Providing decision makers with the most reliable, ground-breaking research, applied scientific techniques, and best practices so that the hydrologic cycle and its potential impacts can be put in a context for appropriate action and response by the United States

Water events are indifferent to borders

 This opinion article was written by Penny Beames.

In early August of this year, Slovenia experienced its “worst-ever natural disaster.” About a month’s worth of rain fell in 24 hours, killing four and damaging thousands of buildings, roads, and bridges.

“The damage is unimaginable, as practically two-thirds of Slovenia is affected in one way or another,” said Prime Minister, Robert Golob. “[T]he efforts to enable normal life again will be very great.”

At first glance, this is a localized disaster. Those most affected live and work in Slovenia. But zoom out a little and teleconnections begin to appear, particularly in Europe’s international supply chains. 

One of the worst affected companies is KLS Ljubno, a plant that employs about 250 people and supplies gear rings to 80 percent of Europe’s automotive manufacturing. Their equipment is either destroyed or caked in mud that will take months to clean up.

Without naming KLS Ljubno directly, Volkswagen announced in late August that the delay would cause some plants to suffer production interruptions. Now, thousands of workers at their Lisbon assembly plant are being laid off for the next nine weeks.
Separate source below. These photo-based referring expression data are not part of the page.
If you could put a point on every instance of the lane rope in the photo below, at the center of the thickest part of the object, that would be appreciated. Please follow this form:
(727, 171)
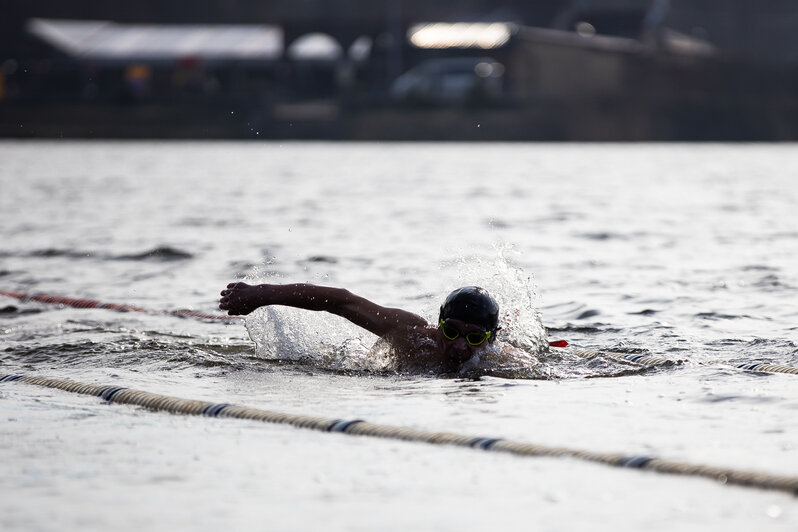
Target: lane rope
(93, 303)
(359, 427)
(643, 360)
At GWSC, we investigate how life and livelihood disruptions associated with water events affect political instability. In the case of the Slovenia floods, those disruptions extend past both the flood and the country’s borders.

This is only one example of the teleconnected effects of water events. Recent drought in China’s Yunnan province reduced aluminum smelting by up to 40%; the lack of rain limited hydropower supply. Laos has cited drought as one motivation for suspending electricity to crypto mining operations in the country.

There’s also the drought-related traffic jam in the Panama Canal.

The interconnected nature of our world necessitates that we take a wider view of localized water events like floods and droughts. This is not a call for fragmentation. Rather, it is a reminder that water stories are complex, and what happens in one country may have effects that ripple out beyond its borders.